July 1, 2014 at 9:25 am
Hello,
I have been having a discussion with a colleague regarding different approaches to writing SQL. My colleague argues that it is more efficient to use derived tables rather than joining two tables say and filtering with a Where clause. For example, to query table of orders base on the columns values in linked orderline rows normal I would use this format:
select top
100 o.*
from
EcsPurOrder o
join ecspurextlink ol on o.id = ol.to_order
where
o.id in(5465,6855)
order by
o.id desc
However, using derived tables we could use this format:
select top
100 o.*
from
EcsPurOrder o
join
(select ol.to_order from ecspurextlink ol where ol.to_order in(5465,6855)) ol
on o.id = ol.to_order
order by
o.id desc
I would always argue in favour of the first method if only in terms or readability and assumed there couldn't be much difference, however, when checking the stats, the first method results in two scans;
Stats from normal join and where clause
Table 'ext_link'. Scan count 2, logical reads 6, physical reads 0, read-ahead reads 0, lob logical reads 0, lob physical reads 0, lob read-ahead reads 0.
Table 'order_'. Scan count 2, logical reads 6, physical reads 0, read-ahead reads 0, lob logical reads 0, lob physical reads 0, lob read-ahead reads 0.
vs
Stats using derived table sub query
Table 'order_'. Scan count 0, logical reads 69, physical reads 0, read-ahead reads 0, lob logical reads 0, lob physical reads 0, lob read-ahead reads 0.
Table 'ext_link'. Scan count 2, logical reads 6, physical reads 0, read-ahead reads 0, lob logical reads 0, lob physical reads 0, lob read-ahead reads 0.
So as I read this, it looks like the derived table generates one less table scan.
However, digging deeper, the execution plans look pretty much the same:
Plan using normal join table
https://drive.google.com/file/d/0B_g8mOkyPeZfRE83Nk1BbXFWajg/edit?usp=sharing
Plan using derived table
https://drive.google.com/file/d/0B_g8mOkyPeZfWjhtNVBobzNNU2c/edit?usp=sharing
Confused :crazy:
July 1, 2014 at 9:40 am
... My colleague argues that it is more efficient to use derived tables rather than joining two tables say and filtering with a Where clause. ...
You can argue to the death. in reallity it is not possible to generalise on this subject. Sometimes you will se better performance with first approach, sometimes with the second. It depends on many more factors other then using sub-query or not.
July 1, 2014 at 10:07 am
wilks (7/1/2014)
I would always argue in favour of the first method if only in terms or readability and assumed there couldn't be much difference, however, when checking the stats, the first method results in two scans;Stats from normal join and where clause
Table 'ext_link'. Scan count 2, logical reads 6, physical reads 0, read-ahead reads 0, lob logical reads 0, lob physical reads 0, lob read-ahead reads 0.

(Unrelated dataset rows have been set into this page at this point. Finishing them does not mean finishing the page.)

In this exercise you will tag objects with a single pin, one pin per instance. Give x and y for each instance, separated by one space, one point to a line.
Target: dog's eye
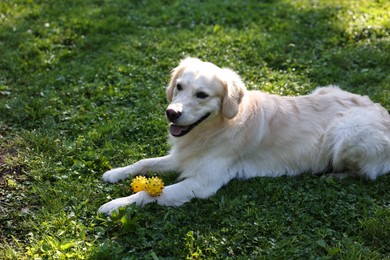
202 95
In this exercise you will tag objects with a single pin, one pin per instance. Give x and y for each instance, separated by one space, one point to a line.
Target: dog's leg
177 194
160 164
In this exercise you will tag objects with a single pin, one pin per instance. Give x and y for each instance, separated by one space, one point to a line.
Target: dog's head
199 91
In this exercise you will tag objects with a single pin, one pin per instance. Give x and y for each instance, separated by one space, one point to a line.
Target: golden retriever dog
219 131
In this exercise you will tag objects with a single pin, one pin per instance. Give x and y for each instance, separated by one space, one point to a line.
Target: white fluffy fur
251 133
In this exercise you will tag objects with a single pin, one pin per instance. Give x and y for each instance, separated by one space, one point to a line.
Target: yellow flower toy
139 183
153 186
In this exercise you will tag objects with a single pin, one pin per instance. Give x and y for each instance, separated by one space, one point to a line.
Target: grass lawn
82 90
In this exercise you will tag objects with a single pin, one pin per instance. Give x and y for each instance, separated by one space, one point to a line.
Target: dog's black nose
172 115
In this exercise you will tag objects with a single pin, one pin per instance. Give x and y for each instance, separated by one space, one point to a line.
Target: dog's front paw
114 175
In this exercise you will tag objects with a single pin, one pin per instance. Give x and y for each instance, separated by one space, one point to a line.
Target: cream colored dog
220 131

Table 'order_'. Scan count 2, logical reads 6, physical reads 0, read-ahead reads 0, lob logical reads 0, lob physical reads 0, lob read-ahead reads 0.
vs
Stats using derived table sub query
Table 'order_'. Scan count 0, logical reads 69, physical reads 0, read-ahead reads 0, lob logical reads 0, lob physical reads 0, lob read-ahead reads 0.

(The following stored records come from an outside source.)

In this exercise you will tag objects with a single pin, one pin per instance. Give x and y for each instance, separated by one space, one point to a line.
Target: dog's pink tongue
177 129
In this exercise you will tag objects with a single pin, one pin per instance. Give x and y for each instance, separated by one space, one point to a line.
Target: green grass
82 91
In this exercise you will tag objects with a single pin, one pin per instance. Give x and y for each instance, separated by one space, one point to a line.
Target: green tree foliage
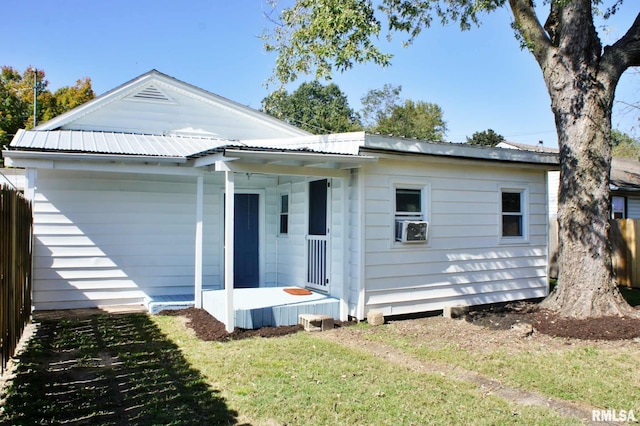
314 108
422 120
383 112
378 104
486 137
624 146
16 100
581 75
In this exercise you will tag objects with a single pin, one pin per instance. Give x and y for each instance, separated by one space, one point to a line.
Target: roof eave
462 151
16 154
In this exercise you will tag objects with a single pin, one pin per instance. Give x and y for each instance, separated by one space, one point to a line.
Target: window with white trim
410 213
409 204
513 211
618 207
284 214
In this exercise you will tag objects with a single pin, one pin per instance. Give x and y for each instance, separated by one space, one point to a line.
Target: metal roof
113 143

Table 'ext_link'. Scan count 2, logical reads 6, physical reads 0, read-ahead reads 0, lob logical reads 0, lob physical reads 0, lob read-ahead reads 0.
So as I read this, it looks like the derived table generates one less table scan.

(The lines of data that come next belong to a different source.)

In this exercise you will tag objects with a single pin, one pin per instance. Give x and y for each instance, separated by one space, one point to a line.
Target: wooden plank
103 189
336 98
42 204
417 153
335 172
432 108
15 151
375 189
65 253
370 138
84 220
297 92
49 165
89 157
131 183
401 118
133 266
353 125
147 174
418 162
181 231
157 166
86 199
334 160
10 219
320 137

Did you clean the buffer between both queries? The second one has a lot more logical reads, which mean the data is in cache.
The execution plans indicate that SQL Server engine is processing both queries the same way and the statistics indicate that the data is taken from different places (disk vs memory).
July 1, 2014 at 10:26 am
Scan count != number of table scans. Rather ignore the scan count, it's not consistent.
Gail Shaw
Microsoft Certified Master: SQL Server, MVP, M.Sc (Comp Sci)
SQL In The Wild: Discussions on DB performance with occasional diversions into recoverability
July 1, 2014 at 10:40 am
the second query might have fewer scans, but it also has more reads, 75 vs. 12, so the first query appears to be doing less IO. Both are doing logical reads so neither is actually going to disk in this case.
The queries aren't exactly the same because the predicate is going against to_order in the second query and order.id in the first. This caused the optimizer to change the access order in the plan. In Query 1 the the Clustered Index Seek against EcsPurOrder is done first then passing those results to the Nest Loop join to get the information needs from ecspurextlink. Since the Clustered Index is also the PK, thus unique, it gets 2 rows so ecspurextlink is accessed 2 times. In the second query the index seek on ecspurextlink is done first which means it has to read more pages in because the loop is being executed once for each of the rows returned when seekign ecspurextlink. Since that isn't a unique index it could be thousands of rows.
I'd write the query you have this way because you aren't returning any data from ecspurextlink.
SELECT TOP 100
o.*
FROM
EcsPurOrder
WHERE
EXISTS ( SELECT
1
FROM
ecspurextlink ol
WHERE
o.id = ol.to_order ) AND
o.id IN (5465, 6855)
ORDER BY
o.id DESC
Logically you are only trying to return orders that have details and aren't returning any detail information. I bet it might perform even better.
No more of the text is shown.